Impacts of PTL coating gaps on cell performance for PEM water electrolyzer

Abstract

The anode porous transport layer (PTL) is a critical component of polymer electrolyte membrane (PEM) water electrolyzers, providing electrical conduction and water/oxygen transport to the anode catalyst layer. Platinum group metal (PGM) coatings are applied to titanium PTLs to prevent oxidation and preserve conductivity. To implement PEM water electrolysis on a large scale, it is essential to minimize the cost of mass-manufactured cell components while ensuring that defects in materials and components do not adversely affect the performance of the cell.

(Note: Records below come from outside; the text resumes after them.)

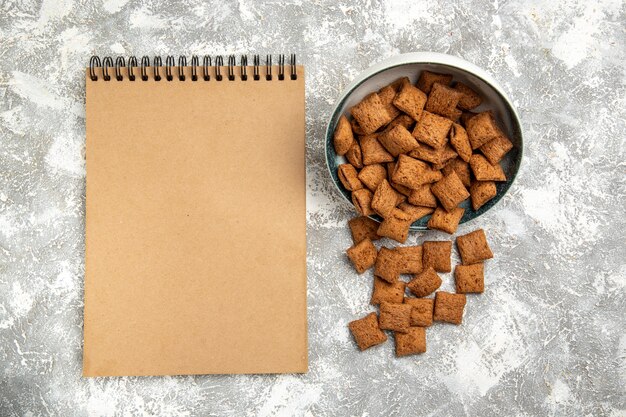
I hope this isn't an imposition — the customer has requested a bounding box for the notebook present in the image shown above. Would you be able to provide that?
[83,55,307,376]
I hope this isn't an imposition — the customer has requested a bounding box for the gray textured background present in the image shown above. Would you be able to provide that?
[0,0,626,417]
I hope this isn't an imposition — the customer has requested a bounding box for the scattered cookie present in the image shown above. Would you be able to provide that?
[433,291,465,324]
[406,267,441,297]
[394,327,426,356]
[394,246,422,274]
[348,313,387,350]
[404,297,435,327]
[454,263,485,294]
[431,171,470,211]
[337,164,363,191]
[348,216,380,245]
[456,229,493,265]
[378,302,412,333]
[333,116,355,155]
[393,83,428,120]
[370,276,406,305]
[422,240,452,272]
[470,181,498,211]
[428,207,465,234]
[346,238,378,274]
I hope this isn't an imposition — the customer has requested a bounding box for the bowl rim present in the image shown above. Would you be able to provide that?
[324,52,524,231]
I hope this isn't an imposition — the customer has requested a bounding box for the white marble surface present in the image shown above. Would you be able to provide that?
[0,0,626,417]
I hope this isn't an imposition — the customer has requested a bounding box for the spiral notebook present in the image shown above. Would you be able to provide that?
[83,55,307,376]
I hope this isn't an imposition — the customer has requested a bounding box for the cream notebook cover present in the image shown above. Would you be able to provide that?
[83,53,307,376]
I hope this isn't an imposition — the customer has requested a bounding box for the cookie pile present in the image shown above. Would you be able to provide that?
[333,71,513,237]
[333,71,513,356]
[347,224,493,356]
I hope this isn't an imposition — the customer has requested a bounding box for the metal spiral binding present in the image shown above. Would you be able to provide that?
[89,54,298,81]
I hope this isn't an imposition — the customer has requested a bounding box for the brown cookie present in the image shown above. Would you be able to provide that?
[333,116,354,155]
[370,276,406,305]
[454,263,485,294]
[406,267,441,297]
[431,171,469,211]
[393,83,428,120]
[456,229,493,265]
[348,313,387,350]
[413,110,452,148]
[378,302,412,333]
[470,181,498,210]
[348,216,380,245]
[433,291,465,324]
[422,240,452,272]
[404,297,435,327]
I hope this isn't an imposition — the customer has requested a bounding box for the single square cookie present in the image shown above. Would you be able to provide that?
[417,71,452,94]
[333,116,355,155]
[454,82,483,110]
[350,93,393,134]
[346,238,378,274]
[427,207,465,234]
[466,112,500,149]
[404,297,435,327]
[359,134,393,165]
[431,171,469,211]
[370,276,406,305]
[348,216,380,245]
[454,263,485,294]
[424,83,461,120]
[378,125,417,156]
[398,203,435,223]
[352,188,374,216]
[346,140,363,169]
[374,246,400,283]
[406,267,441,297]
[470,181,498,210]
[394,246,422,274]
[470,153,506,181]
[378,302,412,333]
[376,208,411,243]
[450,123,472,162]
[413,110,452,148]
[433,291,465,324]
[478,134,513,165]
[372,179,398,218]
[358,164,387,192]
[422,240,452,272]
[394,327,426,356]
[441,158,472,188]
[393,83,428,120]
[337,164,363,191]
[409,184,437,207]
[456,229,493,265]
[391,154,443,190]
[348,313,387,350]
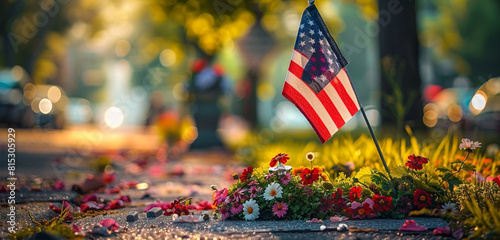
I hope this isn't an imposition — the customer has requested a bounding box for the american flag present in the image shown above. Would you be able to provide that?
[282,4,360,143]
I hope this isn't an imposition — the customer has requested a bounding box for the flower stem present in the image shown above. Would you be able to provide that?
[452,151,470,174]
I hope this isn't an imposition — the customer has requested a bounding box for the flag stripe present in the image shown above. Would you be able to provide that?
[282,4,360,143]
[330,69,359,115]
[286,72,338,136]
[282,82,332,143]
[287,51,353,128]
[322,84,352,122]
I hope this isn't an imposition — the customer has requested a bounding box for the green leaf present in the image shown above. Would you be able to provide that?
[462,163,476,171]
[434,168,451,173]
[451,159,462,164]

In this study, we created gaps in the Pt coatings that are typically applied to PTLs to understand their effects on cell performance and inform on fabrication tolerances. The PTL coatings were fabricated by sputter deposition of Pt, intentionally leaving uncoated regions in either large patches or thin strips. For either geometry, the cell performance decreased with the increasing fraction of the uncoated regions. However, PTLs containing multiple thin uncoated strips caused a less severe performance effect than PTLs with continuous uncoated regions of the same relative total area. Through analysis of cell performance, impedance, and 3D charge transport modelling, we demonstrate that both the anode catalyst layer and membrane play a role in distributing current to mitigate the impact of coating defects at a short length scale. These results allow to draw conclusions about the tolerance requirements with regards to PTL coating uniformity in terms of both the size and total area of defects.